ON MOTION FOR REHEARING
On motion for clarification and for rehearing, SKS contends that this Court failed to specify whether arbitration shall proceed under the Texas Arbitration Act or under common law. We grant SKS's motion for rehearing, clarify our prior opinion, but deny all other requested relief. Additionally, in four points of error, SKS contends that this Court erred (1) in failing to fully dispose of all issues raised on appeal; (2) in finding that Wetzel accepted a reduction in ownership interest; (3) in finding that SKS was estopped to deny the existence of the arbitration agreement; and (4) in finding ratification of the arbitration agreement as a matter of law.
This Court held that SKS had treated the agreement as an executed and binding agreement between it and Wetzel and, therefore, was estopped to deny its execution. We reaffirm our holding that there exists a written agreement by estoppel and conclude that it is unnecessary to speak to the issue of whether the agreement between SKS and Wetzel also extends to the remaining shareholders. Arbitration shall proceed under the Texas Arbitration Act. See Tex.Rev.Civ.Stat.Ann. arts. 224-249 (Vernon 1973 & Supp.1988).
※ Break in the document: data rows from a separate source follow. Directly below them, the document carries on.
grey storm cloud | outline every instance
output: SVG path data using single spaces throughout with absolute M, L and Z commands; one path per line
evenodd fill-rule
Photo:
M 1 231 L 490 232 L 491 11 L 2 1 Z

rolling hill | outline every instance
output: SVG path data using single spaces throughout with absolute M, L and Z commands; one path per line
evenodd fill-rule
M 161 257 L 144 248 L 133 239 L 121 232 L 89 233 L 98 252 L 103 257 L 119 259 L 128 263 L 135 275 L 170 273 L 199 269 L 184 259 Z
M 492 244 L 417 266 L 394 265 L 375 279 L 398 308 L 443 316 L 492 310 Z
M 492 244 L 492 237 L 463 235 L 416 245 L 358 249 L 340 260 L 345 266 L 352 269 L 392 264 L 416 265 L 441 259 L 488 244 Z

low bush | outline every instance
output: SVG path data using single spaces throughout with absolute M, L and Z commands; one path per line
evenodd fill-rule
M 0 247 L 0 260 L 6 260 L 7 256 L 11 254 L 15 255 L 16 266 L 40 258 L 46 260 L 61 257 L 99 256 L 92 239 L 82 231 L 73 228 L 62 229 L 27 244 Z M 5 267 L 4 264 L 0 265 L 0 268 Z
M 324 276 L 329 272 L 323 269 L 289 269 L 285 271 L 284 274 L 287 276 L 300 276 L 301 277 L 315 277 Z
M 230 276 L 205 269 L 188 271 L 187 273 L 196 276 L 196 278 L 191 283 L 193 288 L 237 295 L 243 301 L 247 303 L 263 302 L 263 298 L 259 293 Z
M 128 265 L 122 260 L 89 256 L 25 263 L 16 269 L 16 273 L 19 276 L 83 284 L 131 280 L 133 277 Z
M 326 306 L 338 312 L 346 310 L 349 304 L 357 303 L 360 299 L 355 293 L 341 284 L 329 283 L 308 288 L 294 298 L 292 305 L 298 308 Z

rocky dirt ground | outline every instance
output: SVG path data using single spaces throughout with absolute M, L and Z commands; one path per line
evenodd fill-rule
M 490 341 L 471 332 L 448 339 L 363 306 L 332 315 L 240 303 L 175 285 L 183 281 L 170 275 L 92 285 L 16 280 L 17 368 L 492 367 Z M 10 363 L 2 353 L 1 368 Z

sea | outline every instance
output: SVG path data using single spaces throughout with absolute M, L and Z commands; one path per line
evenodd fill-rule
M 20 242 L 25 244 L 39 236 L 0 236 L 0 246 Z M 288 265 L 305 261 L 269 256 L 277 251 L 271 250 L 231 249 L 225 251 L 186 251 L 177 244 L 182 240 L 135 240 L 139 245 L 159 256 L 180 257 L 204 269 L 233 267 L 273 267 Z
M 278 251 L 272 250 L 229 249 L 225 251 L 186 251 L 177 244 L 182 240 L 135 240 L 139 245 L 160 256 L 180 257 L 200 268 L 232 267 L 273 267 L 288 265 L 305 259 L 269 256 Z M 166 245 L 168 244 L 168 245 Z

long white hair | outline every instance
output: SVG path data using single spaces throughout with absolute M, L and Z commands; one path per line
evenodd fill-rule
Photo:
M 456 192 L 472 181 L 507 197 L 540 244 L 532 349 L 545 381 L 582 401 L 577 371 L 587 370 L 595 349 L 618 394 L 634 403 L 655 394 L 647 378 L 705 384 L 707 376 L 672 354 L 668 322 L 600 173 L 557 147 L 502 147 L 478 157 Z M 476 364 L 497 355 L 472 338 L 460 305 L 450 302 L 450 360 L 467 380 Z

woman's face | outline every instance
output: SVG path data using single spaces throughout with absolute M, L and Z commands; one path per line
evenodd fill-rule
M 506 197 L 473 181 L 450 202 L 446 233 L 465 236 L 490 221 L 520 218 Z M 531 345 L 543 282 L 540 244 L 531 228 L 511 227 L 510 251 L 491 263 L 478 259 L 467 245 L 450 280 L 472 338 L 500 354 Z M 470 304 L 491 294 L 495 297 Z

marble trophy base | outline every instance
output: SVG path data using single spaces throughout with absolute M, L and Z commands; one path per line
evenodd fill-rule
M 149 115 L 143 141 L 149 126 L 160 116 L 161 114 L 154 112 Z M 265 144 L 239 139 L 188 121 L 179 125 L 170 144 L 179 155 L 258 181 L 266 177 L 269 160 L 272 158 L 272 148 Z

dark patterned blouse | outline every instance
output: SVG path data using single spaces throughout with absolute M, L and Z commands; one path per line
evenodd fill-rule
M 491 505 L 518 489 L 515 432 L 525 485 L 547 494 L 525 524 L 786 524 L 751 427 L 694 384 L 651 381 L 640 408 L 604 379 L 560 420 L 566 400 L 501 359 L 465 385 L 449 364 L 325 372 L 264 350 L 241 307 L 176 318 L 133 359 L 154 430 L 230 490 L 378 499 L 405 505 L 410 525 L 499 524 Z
In our original opinion, we stated that Wetzel accepted a reduction in his ownership interest from 12.5 percent to 5.51 percent. A closer examination of the record reveals that Wetzel's interest was not reduced, but that the 5.51 percent figure represented Wetzel’s ownership interest in the shares of SKS as opposed to his share of net profits of the corporation.
In light of this conclusion, Wetzel’s interest or ownership will be dictated by the agreement. Considering that the only issue before us was whether the parties were required to arbitrate, we determine that ownership interest and related issues will be resolved during arbitration, pursuant to the agreement.